Atualmente, três mil alunos da instituição são mantidos pelo governo federal por meio do programa. Em 2015, foram repassados R$ 32 milhões, o valor representava uma fatia de 23% da receita da instituição, de R$ 139 milhões.

Nos últimos quatro anos a universidade recebeu mais de R$ 65 milhões dos cofres federais. A Unitau começou a receber crédito do Fies em 2011. No ano seguinte, 300 alunos inscritos no programa geravam uma receita de pouco mais de R$ 1 milhão à instituição. Em 2014 o repasse estava na casa dos R$ 22 milhões mantendo 1,4 mil dos cerca de 10 mil alunos. (veja evolução da receita gerada pelo programa à Unitau abaixo)

Segundo a Unitau, o programa foi uma das estratégias para conter a inadimplência que era de 35%, antes do Fies. Quando o estudante opta pelo programa, o governo financia a faculdade até que ele se forme. Depois, o aluno paga o valor em até 15 anos.

“A adesão ao Fies foi um bom negócio para a universidade, é um dinheiro fácil e certo. A inadimplência caiu para 10% com a ampliação do programa. Não ficamos na incerteza de não receber e podemos administrar melhor com a expectativa”, explica o reitor Jose Rui Camargo. A dívida da Unitau se manteve estpavel desde 2010, em R$ 40 milhões.

De acordo com os dados do Censo Nacional da Educação Superior, do Instituto Nacional de Pesquisas Educacionais (Inep), a universidade recebeu 1.163 novos alunos nos últimos quatro anos. Alunos que já estavam na instituição aderiram ao programa na tentativa de sair da inadimplência.

Novas regras
Em 2015 o governo impôs novas regras e excluiu da lista de instituições beneficiadas pelo Fies aquelas que reajustaram o valor da mensalidade acima da inflação.

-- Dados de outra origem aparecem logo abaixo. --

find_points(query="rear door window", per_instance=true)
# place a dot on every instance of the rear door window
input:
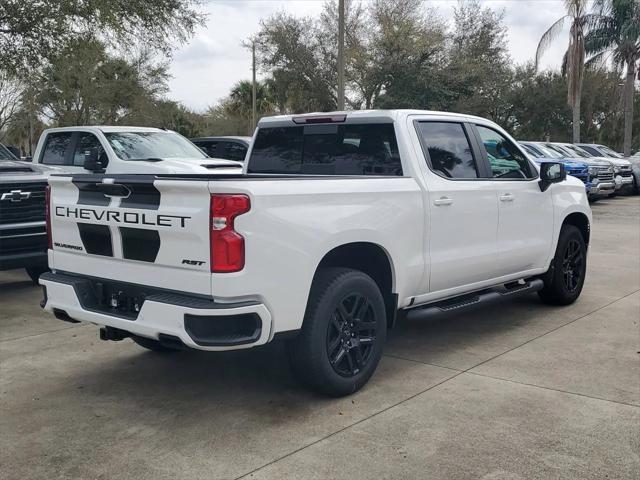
(56, 149)
(84, 144)
(327, 149)
(449, 150)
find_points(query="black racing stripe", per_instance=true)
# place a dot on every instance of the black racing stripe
(140, 244)
(96, 239)
(143, 195)
(90, 195)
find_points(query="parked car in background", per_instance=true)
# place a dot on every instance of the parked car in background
(125, 150)
(598, 150)
(341, 221)
(228, 148)
(604, 151)
(541, 154)
(600, 181)
(623, 175)
(23, 236)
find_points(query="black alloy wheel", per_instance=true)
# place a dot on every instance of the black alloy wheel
(572, 265)
(351, 335)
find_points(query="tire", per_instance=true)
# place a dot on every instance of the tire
(565, 278)
(330, 355)
(35, 272)
(153, 345)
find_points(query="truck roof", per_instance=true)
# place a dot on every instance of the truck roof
(105, 128)
(372, 114)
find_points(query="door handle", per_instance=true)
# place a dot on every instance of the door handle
(507, 197)
(442, 201)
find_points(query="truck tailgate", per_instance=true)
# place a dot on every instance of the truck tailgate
(103, 225)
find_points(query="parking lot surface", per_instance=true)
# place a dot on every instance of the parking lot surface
(515, 390)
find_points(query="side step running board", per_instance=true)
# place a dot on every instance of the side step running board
(468, 301)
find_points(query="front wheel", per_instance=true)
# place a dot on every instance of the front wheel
(565, 278)
(343, 333)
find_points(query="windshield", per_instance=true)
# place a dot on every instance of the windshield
(609, 152)
(5, 154)
(563, 152)
(548, 152)
(533, 151)
(145, 145)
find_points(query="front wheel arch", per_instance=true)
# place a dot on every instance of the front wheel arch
(581, 222)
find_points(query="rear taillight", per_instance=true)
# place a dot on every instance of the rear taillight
(227, 245)
(47, 213)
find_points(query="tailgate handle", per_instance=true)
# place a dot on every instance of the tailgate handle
(113, 190)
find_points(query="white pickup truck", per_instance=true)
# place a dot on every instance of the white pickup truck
(119, 149)
(339, 223)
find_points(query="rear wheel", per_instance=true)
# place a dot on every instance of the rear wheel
(342, 335)
(35, 272)
(564, 281)
(151, 344)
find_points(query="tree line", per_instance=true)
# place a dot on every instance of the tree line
(399, 54)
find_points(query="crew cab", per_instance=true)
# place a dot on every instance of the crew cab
(125, 150)
(340, 223)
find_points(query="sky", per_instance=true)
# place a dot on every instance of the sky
(204, 70)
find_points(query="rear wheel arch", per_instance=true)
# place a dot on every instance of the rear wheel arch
(371, 259)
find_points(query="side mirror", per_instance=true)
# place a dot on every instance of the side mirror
(95, 160)
(551, 172)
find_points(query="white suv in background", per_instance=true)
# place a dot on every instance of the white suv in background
(125, 150)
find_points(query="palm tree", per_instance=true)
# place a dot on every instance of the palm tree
(239, 102)
(573, 62)
(616, 31)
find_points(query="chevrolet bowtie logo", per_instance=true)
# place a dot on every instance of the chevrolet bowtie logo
(15, 196)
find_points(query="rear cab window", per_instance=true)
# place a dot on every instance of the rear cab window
(327, 149)
(448, 149)
(233, 151)
(210, 147)
(56, 149)
(84, 144)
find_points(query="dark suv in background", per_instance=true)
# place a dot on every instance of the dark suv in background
(227, 148)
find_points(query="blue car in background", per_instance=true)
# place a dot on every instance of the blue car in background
(573, 167)
(596, 176)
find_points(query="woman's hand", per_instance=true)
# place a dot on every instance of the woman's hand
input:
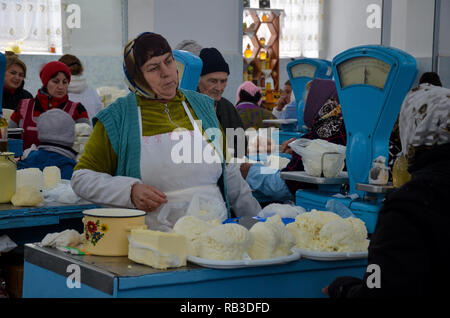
(147, 198)
(285, 146)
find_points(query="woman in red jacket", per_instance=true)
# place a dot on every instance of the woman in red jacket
(55, 77)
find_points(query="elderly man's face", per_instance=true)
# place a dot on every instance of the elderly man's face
(213, 84)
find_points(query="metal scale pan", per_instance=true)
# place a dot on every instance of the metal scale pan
(371, 82)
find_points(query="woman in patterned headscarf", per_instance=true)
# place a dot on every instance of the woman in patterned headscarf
(409, 244)
(133, 157)
(323, 116)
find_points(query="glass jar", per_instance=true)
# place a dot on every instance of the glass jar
(8, 180)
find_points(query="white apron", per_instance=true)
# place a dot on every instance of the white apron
(161, 167)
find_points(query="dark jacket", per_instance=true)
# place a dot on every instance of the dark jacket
(11, 101)
(229, 118)
(410, 242)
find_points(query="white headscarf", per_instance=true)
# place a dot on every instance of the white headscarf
(425, 118)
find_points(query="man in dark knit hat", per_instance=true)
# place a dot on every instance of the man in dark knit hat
(213, 81)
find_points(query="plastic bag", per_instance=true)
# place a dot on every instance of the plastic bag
(63, 193)
(320, 157)
(283, 210)
(339, 208)
(205, 203)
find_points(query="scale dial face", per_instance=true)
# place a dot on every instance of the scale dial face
(363, 70)
(303, 70)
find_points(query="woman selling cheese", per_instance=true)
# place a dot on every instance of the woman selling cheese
(131, 158)
(55, 77)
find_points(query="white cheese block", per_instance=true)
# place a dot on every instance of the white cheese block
(225, 242)
(27, 196)
(32, 177)
(52, 177)
(159, 250)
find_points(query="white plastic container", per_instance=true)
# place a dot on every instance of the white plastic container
(8, 176)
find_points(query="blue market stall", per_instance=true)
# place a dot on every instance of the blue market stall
(50, 273)
(371, 82)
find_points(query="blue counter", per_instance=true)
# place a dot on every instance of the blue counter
(49, 273)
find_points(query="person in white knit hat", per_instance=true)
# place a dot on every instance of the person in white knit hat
(56, 133)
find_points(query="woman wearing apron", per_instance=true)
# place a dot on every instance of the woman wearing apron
(149, 151)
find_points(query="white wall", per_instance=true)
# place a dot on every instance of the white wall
(412, 27)
(141, 17)
(101, 29)
(444, 35)
(345, 26)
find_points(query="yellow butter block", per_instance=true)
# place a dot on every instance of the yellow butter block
(160, 250)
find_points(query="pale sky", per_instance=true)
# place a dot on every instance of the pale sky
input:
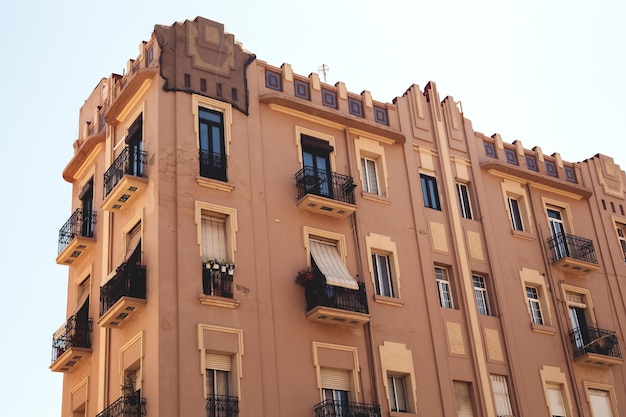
(549, 73)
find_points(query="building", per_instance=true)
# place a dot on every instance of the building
(248, 241)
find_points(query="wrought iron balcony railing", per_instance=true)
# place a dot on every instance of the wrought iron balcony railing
(597, 341)
(130, 162)
(332, 408)
(563, 245)
(77, 334)
(318, 293)
(217, 282)
(129, 281)
(80, 223)
(126, 406)
(212, 165)
(323, 183)
(222, 406)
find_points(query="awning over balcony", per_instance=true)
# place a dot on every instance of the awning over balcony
(329, 263)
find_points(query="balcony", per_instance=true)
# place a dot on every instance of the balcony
(76, 239)
(222, 406)
(325, 192)
(123, 297)
(573, 254)
(332, 408)
(595, 346)
(335, 305)
(71, 344)
(124, 180)
(126, 406)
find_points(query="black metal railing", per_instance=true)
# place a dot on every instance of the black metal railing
(563, 245)
(77, 334)
(217, 282)
(129, 281)
(126, 406)
(592, 340)
(328, 184)
(318, 293)
(212, 165)
(129, 162)
(80, 223)
(332, 408)
(222, 406)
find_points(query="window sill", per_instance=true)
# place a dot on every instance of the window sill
(211, 300)
(542, 328)
(375, 197)
(392, 301)
(215, 184)
(523, 235)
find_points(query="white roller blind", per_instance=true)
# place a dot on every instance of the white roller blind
(218, 362)
(463, 399)
(557, 408)
(335, 379)
(329, 262)
(600, 403)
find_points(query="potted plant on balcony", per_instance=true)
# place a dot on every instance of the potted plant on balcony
(304, 275)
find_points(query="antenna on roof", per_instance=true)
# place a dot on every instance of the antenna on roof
(324, 70)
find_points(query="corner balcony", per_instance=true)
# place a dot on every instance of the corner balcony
(335, 305)
(76, 239)
(222, 406)
(325, 192)
(573, 254)
(124, 180)
(595, 346)
(126, 406)
(71, 344)
(334, 408)
(123, 297)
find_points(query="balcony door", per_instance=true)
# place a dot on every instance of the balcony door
(557, 230)
(316, 163)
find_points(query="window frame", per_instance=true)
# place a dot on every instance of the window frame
(444, 287)
(430, 192)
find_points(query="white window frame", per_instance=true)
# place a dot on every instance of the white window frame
(444, 288)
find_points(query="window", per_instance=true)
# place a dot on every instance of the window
(480, 292)
(514, 210)
(430, 192)
(555, 399)
(443, 286)
(532, 294)
(463, 397)
(464, 200)
(211, 144)
(382, 275)
(370, 178)
(501, 398)
(397, 393)
(621, 236)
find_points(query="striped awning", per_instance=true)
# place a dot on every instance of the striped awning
(329, 262)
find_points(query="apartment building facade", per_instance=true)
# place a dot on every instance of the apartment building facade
(245, 240)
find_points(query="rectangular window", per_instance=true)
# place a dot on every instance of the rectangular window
(463, 397)
(480, 292)
(397, 393)
(621, 236)
(370, 177)
(464, 200)
(212, 146)
(382, 275)
(501, 398)
(443, 286)
(516, 216)
(532, 294)
(430, 192)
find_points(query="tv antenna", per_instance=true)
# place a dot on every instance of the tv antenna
(324, 70)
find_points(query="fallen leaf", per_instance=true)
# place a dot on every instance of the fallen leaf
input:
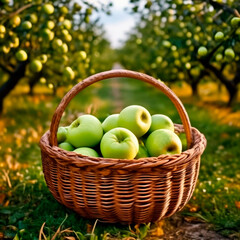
(158, 230)
(89, 228)
(237, 203)
(2, 198)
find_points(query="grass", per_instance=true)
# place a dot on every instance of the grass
(28, 210)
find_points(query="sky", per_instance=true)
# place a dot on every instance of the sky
(118, 23)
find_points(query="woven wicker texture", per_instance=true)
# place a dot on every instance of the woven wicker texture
(119, 190)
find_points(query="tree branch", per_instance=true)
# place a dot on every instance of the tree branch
(6, 69)
(225, 7)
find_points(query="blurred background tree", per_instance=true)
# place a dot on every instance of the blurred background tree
(57, 43)
(187, 41)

Para este ano, o governo federal publicou um edital com outras regras para adesão. Entre as regulamentações, está o aumento na concessão de vagas para as carreiras como engenharia, saúde e cursos de licenciatura.

De acordo com o reitor, ainda não há expectativa do impacto aos cofres da instituição com a regulamentação, mas a universidade tenta outras alternativas para não ter a dívida ampliada. Entre as medidas estão um programa de financiamento com um banco privado e a ampliação do valor concedido pela prefeitura para as bolsas do Sistema Municipal de Bolsas de Estudo, em 2015 foram destinados R$ 3,2 milhões.

“A perspectiva é que esse cenário de benefícios caia por conta da nova regulamentação. Vivemos um momento de crise e estamos tentando ser criativos. Estamos estudando como alternativa um programa similar de financiamento com um banco privado”, disse Camargo.

Questionada sobre a possibilidade de aumento do repasse pelo Simube, a Prefeitura de Taubaté informou, por meio de nota, que da verba do ano passado, cerca de R$ 200 mil não foram utilizados. Com isso, o valor para 2016 foi reduzido para R$ 3 milhões. Por Poliana Casemiro.